5. «Памятник» начинается на первый взгляд несколько необычным бессоюзным сложным предложением, строго организованным силлабо-тонической метрикой и единственной в стихотворении рифмой (раз — вас). Однако уже на слове звезда “анапест” обрывается,13 чтобы вновь появиться в строчках И звезды и О подводные мели, опять исчезнуть и, наконец, завершить стихотворение строчкой Надо мной, ритмически возвращающей читателя к началу, а семантически — в последний раз напоминающей о действительном соотношении “верха” и “низа”, “над” и “под” — звезды и подводных мелей, поэта, авторского Я, и его гонителей, „надсмешников” (см. выше).
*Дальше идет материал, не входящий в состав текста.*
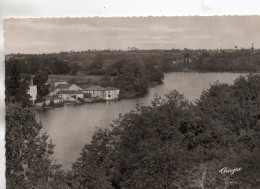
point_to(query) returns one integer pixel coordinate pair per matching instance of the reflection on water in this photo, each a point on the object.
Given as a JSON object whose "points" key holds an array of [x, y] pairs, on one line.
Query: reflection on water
{"points": [[72, 126]]}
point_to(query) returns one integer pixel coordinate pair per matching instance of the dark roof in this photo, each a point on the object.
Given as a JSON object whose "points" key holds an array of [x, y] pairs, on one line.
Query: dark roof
{"points": [[69, 92], [111, 89], [95, 88], [63, 86]]}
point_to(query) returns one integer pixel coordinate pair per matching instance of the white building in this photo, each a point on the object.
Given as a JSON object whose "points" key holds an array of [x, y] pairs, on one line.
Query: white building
{"points": [[70, 95], [111, 93], [95, 91]]}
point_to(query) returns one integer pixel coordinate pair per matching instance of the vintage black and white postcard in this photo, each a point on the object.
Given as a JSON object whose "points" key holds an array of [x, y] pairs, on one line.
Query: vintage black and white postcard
{"points": [[132, 102]]}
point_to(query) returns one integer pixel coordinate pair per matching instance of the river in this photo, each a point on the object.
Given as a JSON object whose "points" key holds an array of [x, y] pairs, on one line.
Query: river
{"points": [[72, 126]]}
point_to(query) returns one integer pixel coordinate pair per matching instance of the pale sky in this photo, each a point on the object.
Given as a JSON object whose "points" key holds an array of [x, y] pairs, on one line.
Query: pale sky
{"points": [[47, 35]]}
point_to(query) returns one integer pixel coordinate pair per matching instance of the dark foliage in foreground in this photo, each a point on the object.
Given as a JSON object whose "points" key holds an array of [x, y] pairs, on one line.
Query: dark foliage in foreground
{"points": [[170, 144], [175, 144]]}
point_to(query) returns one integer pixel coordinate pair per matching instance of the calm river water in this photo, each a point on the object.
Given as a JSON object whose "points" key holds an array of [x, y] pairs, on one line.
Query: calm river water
{"points": [[72, 126]]}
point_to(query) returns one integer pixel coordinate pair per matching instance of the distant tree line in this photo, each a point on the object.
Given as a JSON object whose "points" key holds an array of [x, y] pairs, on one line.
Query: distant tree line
{"points": [[170, 144], [238, 61]]}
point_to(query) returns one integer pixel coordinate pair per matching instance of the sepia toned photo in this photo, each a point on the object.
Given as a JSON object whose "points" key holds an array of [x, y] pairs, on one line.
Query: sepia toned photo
{"points": [[132, 102]]}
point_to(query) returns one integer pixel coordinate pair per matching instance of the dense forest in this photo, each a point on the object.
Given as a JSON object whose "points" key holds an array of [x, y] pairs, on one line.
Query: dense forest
{"points": [[97, 62], [172, 143]]}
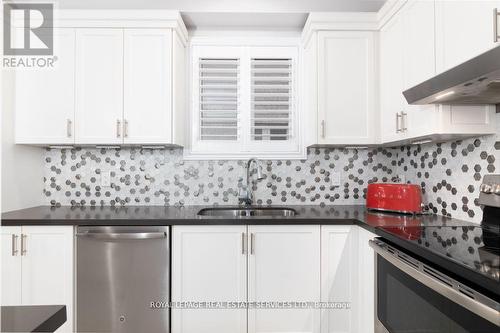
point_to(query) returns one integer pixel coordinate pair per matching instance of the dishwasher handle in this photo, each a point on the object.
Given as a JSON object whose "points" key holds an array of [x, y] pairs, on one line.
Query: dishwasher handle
{"points": [[124, 235]]}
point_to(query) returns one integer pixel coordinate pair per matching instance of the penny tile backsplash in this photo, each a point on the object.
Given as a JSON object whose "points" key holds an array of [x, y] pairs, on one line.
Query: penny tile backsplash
{"points": [[449, 173]]}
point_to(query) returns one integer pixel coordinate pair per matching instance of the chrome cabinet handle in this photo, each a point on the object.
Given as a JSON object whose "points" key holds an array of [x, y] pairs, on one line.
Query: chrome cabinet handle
{"points": [[495, 25], [243, 237], [404, 116], [14, 245], [126, 235], [118, 128], [125, 128], [252, 241], [69, 128], [398, 129], [23, 244]]}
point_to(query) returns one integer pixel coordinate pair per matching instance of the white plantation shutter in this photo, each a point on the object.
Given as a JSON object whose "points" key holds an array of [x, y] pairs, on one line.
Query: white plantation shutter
{"points": [[219, 104], [271, 104]]}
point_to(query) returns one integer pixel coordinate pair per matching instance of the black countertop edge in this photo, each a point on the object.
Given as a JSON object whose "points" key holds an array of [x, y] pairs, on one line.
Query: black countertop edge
{"points": [[33, 318], [455, 270]]}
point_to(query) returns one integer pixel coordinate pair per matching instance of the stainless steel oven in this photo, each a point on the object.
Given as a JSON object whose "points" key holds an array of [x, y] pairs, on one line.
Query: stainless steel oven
{"points": [[411, 296]]}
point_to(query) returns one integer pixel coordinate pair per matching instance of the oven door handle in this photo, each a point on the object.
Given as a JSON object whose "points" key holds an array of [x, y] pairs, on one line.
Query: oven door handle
{"points": [[490, 313]]}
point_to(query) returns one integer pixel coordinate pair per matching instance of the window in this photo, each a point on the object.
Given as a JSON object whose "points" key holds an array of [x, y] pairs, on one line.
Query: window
{"points": [[244, 102]]}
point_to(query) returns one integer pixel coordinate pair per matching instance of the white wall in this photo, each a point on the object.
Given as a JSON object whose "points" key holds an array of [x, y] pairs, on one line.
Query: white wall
{"points": [[22, 167]]}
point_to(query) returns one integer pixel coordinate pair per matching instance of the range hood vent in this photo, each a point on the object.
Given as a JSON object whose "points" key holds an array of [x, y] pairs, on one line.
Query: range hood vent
{"points": [[476, 81]]}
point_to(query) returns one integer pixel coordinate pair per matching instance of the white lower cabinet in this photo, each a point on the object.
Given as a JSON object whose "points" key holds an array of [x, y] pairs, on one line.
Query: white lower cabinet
{"points": [[284, 266], [347, 280], [209, 264], [37, 267], [338, 278], [366, 282]]}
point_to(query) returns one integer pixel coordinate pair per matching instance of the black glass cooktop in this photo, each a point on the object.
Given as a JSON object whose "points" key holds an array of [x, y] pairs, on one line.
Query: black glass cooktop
{"points": [[474, 247]]}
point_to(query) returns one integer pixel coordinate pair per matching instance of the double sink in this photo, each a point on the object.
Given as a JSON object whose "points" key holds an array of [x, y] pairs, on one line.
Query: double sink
{"points": [[247, 212]]}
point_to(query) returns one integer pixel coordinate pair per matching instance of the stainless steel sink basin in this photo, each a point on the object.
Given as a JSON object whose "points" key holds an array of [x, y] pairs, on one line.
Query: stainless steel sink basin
{"points": [[247, 212]]}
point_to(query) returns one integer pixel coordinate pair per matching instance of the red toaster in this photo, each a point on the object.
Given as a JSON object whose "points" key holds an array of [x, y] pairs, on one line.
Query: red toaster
{"points": [[401, 198]]}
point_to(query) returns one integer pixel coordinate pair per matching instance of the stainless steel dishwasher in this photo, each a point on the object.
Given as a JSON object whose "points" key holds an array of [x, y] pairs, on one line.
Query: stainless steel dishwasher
{"points": [[120, 272]]}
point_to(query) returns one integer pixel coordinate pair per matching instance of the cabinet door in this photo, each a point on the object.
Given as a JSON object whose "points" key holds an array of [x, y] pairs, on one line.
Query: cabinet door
{"points": [[346, 93], [11, 266], [47, 267], [391, 79], [284, 266], [338, 279], [209, 264], [45, 98], [99, 86], [464, 29], [147, 86]]}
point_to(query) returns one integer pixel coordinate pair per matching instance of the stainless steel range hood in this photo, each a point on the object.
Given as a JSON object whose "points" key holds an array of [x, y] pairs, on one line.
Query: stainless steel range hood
{"points": [[476, 81]]}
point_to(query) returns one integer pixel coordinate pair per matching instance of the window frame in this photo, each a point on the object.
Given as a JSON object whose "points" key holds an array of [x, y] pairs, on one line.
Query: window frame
{"points": [[244, 147]]}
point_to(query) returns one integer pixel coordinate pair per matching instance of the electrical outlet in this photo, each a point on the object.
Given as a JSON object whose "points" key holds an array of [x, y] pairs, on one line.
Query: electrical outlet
{"points": [[106, 178], [335, 177]]}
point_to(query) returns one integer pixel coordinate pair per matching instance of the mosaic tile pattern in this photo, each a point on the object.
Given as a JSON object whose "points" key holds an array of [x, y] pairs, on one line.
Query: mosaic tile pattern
{"points": [[449, 173]]}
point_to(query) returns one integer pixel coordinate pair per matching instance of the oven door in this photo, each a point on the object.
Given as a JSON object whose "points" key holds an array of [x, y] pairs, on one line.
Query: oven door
{"points": [[413, 297]]}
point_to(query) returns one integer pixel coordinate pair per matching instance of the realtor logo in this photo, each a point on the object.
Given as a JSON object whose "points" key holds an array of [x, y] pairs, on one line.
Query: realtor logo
{"points": [[37, 35]]}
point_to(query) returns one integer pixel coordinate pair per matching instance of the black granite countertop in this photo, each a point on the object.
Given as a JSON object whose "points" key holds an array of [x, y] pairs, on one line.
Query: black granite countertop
{"points": [[412, 233], [33, 318]]}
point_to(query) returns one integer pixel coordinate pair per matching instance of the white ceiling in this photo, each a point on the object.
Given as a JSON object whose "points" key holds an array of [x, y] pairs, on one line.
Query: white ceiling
{"points": [[297, 6]]}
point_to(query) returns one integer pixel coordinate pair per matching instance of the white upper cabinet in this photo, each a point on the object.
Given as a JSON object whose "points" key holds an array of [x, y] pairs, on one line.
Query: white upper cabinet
{"points": [[99, 86], [113, 83], [209, 264], [347, 111], [284, 266], [45, 97], [147, 116], [464, 29]]}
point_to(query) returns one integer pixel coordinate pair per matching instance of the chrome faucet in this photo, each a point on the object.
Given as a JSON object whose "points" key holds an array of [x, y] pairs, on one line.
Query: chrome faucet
{"points": [[246, 194]]}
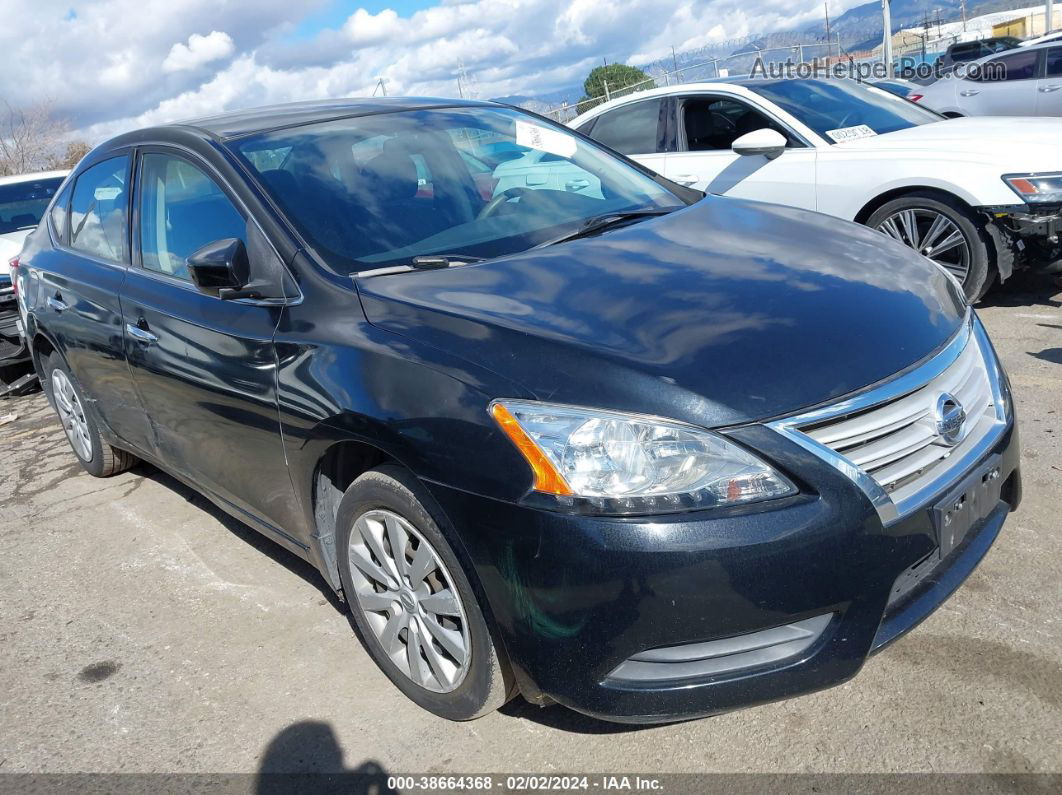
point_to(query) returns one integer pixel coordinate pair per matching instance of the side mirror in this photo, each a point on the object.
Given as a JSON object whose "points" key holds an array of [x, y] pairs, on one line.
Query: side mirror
{"points": [[222, 269], [768, 142]]}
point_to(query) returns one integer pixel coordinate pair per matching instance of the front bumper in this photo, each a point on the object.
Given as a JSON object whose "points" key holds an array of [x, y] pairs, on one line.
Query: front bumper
{"points": [[574, 598], [1025, 236]]}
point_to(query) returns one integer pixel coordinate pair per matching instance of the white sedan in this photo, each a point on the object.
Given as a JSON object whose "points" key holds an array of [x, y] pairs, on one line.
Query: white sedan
{"points": [[979, 196], [23, 199], [1022, 82]]}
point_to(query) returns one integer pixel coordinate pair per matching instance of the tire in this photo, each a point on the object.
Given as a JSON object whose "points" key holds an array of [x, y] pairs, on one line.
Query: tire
{"points": [[96, 456], [389, 502], [977, 265]]}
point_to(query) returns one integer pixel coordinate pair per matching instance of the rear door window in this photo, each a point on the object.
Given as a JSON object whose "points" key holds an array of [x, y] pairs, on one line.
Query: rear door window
{"points": [[61, 211], [1055, 62], [22, 204], [1016, 66], [99, 222], [631, 130]]}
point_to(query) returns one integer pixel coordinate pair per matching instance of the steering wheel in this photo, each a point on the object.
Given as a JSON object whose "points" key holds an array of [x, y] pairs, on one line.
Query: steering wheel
{"points": [[844, 122], [491, 207]]}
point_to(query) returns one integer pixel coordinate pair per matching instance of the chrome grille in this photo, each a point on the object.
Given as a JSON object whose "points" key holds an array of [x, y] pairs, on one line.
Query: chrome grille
{"points": [[890, 435]]}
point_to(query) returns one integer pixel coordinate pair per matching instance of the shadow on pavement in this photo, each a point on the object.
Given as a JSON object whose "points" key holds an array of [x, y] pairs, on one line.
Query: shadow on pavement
{"points": [[306, 757], [266, 546]]}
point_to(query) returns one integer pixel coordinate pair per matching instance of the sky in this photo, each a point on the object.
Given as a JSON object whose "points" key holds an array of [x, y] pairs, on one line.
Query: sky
{"points": [[108, 66]]}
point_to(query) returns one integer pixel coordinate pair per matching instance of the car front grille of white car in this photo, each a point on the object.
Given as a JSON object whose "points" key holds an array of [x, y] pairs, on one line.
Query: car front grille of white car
{"points": [[909, 438]]}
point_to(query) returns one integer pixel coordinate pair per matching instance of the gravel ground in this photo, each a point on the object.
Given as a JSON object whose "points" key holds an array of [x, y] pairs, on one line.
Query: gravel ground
{"points": [[143, 631]]}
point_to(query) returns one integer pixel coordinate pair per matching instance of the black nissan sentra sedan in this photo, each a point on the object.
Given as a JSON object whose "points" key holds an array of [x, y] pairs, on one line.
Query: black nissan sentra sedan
{"points": [[554, 426]]}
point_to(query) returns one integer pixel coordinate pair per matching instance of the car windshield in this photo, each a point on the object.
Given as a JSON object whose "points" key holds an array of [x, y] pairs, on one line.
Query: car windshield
{"points": [[22, 204], [477, 182], [842, 109]]}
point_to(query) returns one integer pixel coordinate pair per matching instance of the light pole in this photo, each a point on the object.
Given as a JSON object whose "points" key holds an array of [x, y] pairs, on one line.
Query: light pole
{"points": [[887, 45]]}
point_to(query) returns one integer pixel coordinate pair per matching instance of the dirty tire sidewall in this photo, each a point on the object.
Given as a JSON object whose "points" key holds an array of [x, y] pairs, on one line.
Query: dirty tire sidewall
{"points": [[486, 685], [981, 271], [106, 460]]}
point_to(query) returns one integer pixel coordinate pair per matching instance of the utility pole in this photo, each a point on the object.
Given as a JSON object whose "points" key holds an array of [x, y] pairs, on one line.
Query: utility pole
{"points": [[887, 44], [829, 44]]}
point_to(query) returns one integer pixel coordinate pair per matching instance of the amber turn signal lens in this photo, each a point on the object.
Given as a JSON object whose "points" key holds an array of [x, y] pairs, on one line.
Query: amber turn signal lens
{"points": [[546, 478], [1024, 186]]}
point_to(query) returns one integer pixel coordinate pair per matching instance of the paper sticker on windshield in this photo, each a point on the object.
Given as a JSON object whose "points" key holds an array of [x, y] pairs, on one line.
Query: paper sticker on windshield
{"points": [[544, 139], [851, 134]]}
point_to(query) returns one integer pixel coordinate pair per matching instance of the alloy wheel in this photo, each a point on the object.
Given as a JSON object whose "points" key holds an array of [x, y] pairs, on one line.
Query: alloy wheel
{"points": [[932, 235], [72, 415], [409, 599]]}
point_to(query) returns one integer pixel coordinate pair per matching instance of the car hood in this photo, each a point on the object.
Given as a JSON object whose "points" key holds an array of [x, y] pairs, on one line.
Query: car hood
{"points": [[724, 312], [979, 137], [11, 244]]}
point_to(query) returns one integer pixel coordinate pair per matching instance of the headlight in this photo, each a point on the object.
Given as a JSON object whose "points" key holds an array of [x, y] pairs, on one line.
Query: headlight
{"points": [[611, 463], [1037, 188]]}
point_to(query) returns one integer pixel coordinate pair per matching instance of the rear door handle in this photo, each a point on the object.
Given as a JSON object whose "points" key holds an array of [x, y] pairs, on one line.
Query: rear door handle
{"points": [[140, 334]]}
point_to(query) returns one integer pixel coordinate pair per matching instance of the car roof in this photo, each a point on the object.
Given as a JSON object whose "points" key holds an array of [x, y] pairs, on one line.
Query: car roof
{"points": [[15, 178], [273, 117]]}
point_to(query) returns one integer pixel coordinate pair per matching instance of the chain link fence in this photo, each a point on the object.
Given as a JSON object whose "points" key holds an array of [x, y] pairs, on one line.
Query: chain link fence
{"points": [[909, 47]]}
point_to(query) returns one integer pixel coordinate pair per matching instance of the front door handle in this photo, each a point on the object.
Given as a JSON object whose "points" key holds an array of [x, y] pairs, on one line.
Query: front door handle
{"points": [[140, 334]]}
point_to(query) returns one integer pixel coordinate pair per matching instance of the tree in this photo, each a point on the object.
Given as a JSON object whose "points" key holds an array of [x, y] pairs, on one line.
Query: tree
{"points": [[74, 151], [31, 139], [617, 76]]}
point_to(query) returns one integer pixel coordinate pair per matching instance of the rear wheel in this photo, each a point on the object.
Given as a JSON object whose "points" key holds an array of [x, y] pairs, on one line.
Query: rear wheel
{"points": [[411, 601], [942, 229], [96, 456]]}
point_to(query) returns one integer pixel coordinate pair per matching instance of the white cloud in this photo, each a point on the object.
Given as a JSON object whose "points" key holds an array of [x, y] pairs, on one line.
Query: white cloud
{"points": [[199, 51], [115, 66], [365, 29]]}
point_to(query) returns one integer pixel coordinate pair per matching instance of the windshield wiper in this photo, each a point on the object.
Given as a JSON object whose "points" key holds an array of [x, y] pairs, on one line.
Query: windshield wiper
{"points": [[432, 261], [602, 222], [424, 262]]}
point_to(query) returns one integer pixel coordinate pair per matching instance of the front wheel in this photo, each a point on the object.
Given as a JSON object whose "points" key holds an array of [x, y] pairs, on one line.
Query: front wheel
{"points": [[411, 601], [943, 230]]}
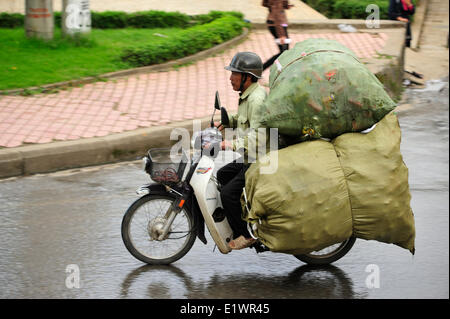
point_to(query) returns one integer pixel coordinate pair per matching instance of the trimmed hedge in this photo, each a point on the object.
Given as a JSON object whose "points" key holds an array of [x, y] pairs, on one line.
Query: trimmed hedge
{"points": [[120, 19], [187, 42]]}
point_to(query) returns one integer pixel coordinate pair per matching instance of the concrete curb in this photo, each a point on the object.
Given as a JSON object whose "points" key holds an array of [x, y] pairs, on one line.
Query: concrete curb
{"points": [[145, 69]]}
Поэт [начал с “анапеста”; похоже, что так], но уже строка 1 синтаксически и интонационно необычна. Запятая в ее конце требует “качаловской паузы”, гораздо более значительной, чем запятая в ее середине: необходимо резко отделить совершенно самостоятельное первое предложение, вводное (и как бы заглавное) по отношению ко всему остальному тексту, но прежде всего ко второму предложению (строчки 2 и 3) — предельно лапидарной формуле, сосредоточившей в себе основной смысл «Памятника». Эта концевая запятая равносильна, так сказать, “шепотному” восклицательному знаку и двоеточию, вместе взятым. Подразумевается: ‘еще раз говорю вам нижеследующее’. Теперь строчка 1 — с единственным в стихотворении и потому тоже существенным контрастным внутристрочным повтором — естественно воспринимается и в смысле ‘в последний раз говорю’.

На небольшом пространстве стихотворения множество различных лексических повторов. Основная оппозиция я/вы лишь внешне обнаруживает перевес местоимений второго лица: союзниками и единомышленниками автора выступают и трижды повторенные камни, не просто олицетворяемые, но как бы и отражающие закаменелость, бездушие оппонентов, и тот моряк, упоминаемый и как он, об опыте которого напоминает поэт. Повторяются звезда, разбиться, взявший и надсмехаться, но в разных формах; повторяются горе и соответствующая конструкция; повторяется неверный угол. Не повторяются всего лишь 11 словоупотреблений из общего количества 48, представленных в «Памятнике». Если же не считать строевых и полустроевых слов для, своей, ко, будут, как и сделать резонную скидку на связку моряк — он, то окажется, что только три (!) словесных блока (4 слова) выделены отсутствием лексических повторов.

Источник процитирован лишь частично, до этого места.